I am not quite finished with E.M. Forster's novel Howards End, and I am still in the foggy, misty stage where the novel hangs around me, soaking me to the skin. So, I am not quite ready to talk seriously about the book. All I can do right now is sigh heavily and share some quotes I like.
"She felt that those who prepare for all the emergencies of life beforehand may equip themselves at the expense of joy. It is necessary to prepare for an examination, or a dinner-party, or a possible fall in the price of stock; those who attempt human relations must adopt another method, or fail."
"To be humble and kind, to go straight ahead, to love people rather than pity them, to remember the submerged - well one can't do all these things at once, worse luck, because they're so contradictory. It's then that proportion comes in - to live by proportion. Don't begin with proportion. Only prigs do that. Let proportion come in as a last resource, when the better things have failed."

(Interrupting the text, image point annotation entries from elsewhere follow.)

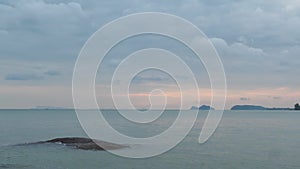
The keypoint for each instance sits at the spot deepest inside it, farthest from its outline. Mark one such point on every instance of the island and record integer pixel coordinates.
(203, 107)
(256, 107)
(297, 106)
(81, 143)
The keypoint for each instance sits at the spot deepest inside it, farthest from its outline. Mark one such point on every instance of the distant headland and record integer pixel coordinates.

"The German is always on the lookout for beauty. He may miss it through stupidity, or misinterpret it, but he is always asking beauty to enter his life, and I believe that in the end it will come."
"Life is indeed dangerous, but not in the way morality would have us believe. It is indeed unmanageable, but the essence of it is not a battle. It is unmanageable because it is a romance, and its essence is romantic beauty. Margaret hoped that for the future she would be less cautious, not more cautious than she had been in the past."
"The outburst ended in a swamp of books. No disrespect to these great names. The fault is ours, not theirs. They mean us to use them for sign-posts, and are not to blame if, in our weakness, we mistake the sign-post for the the destination."
It may be a terrible blasphemy, but I think I like Howards End better than A Room With a View.